Data pre processing for option trading using machine learning

Kirti · August 19, 2025, 1:38pm

Is it right to use standard scaler or minmax scaler on columns which are already bounded by upper or lower range and columns whose values are normalised,
Should we only select columns which are not normalised for standard scaler or minmax scaler?

Mohak_Pachisia · August 20, 2025, 1:42pm

Hi Kirti,

When deciding whether to apply scaling methods or not, the choice depends on the type of feature.

Features that are already stationary, or already scaled, or bounded within a fixed range, such as ratios or values between 0 and 1, typically do not require additional scaling. These features already carry their meaning in a normalized space, and rescaling them may add no value or even distort interpretation.

The exception here is, when using models that are highly sensitive to scale, such as support vector machines, k-means, or neural networks. In such cases, it can sometimes be useful to rescale all features uniformly, even if some are already bounded, to maintain consistency in optimization.
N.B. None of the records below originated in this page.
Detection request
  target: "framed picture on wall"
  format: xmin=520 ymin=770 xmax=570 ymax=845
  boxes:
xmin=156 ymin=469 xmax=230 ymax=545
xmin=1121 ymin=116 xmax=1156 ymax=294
Raw features that are unbounded, such as volumes, are the ones that benefit most from scaling. Without it, these variables may dominate model training.

Additional tip:

Data leakage in scaling occurs when you fit a scaler on the full dataset, because each point (even the first) is influenced by future values. This introduces lookahead bias in time series, as normalization uses information not available at that time. The fix is to fit scalers only on training data, never on validation/test. For time series, use rolling or expanding windows: fit the scaler on data available up to that point, then transform the next window. For cross-sectional problems, fitting on the training set as a whole is fine, since temporal ordering is not critical.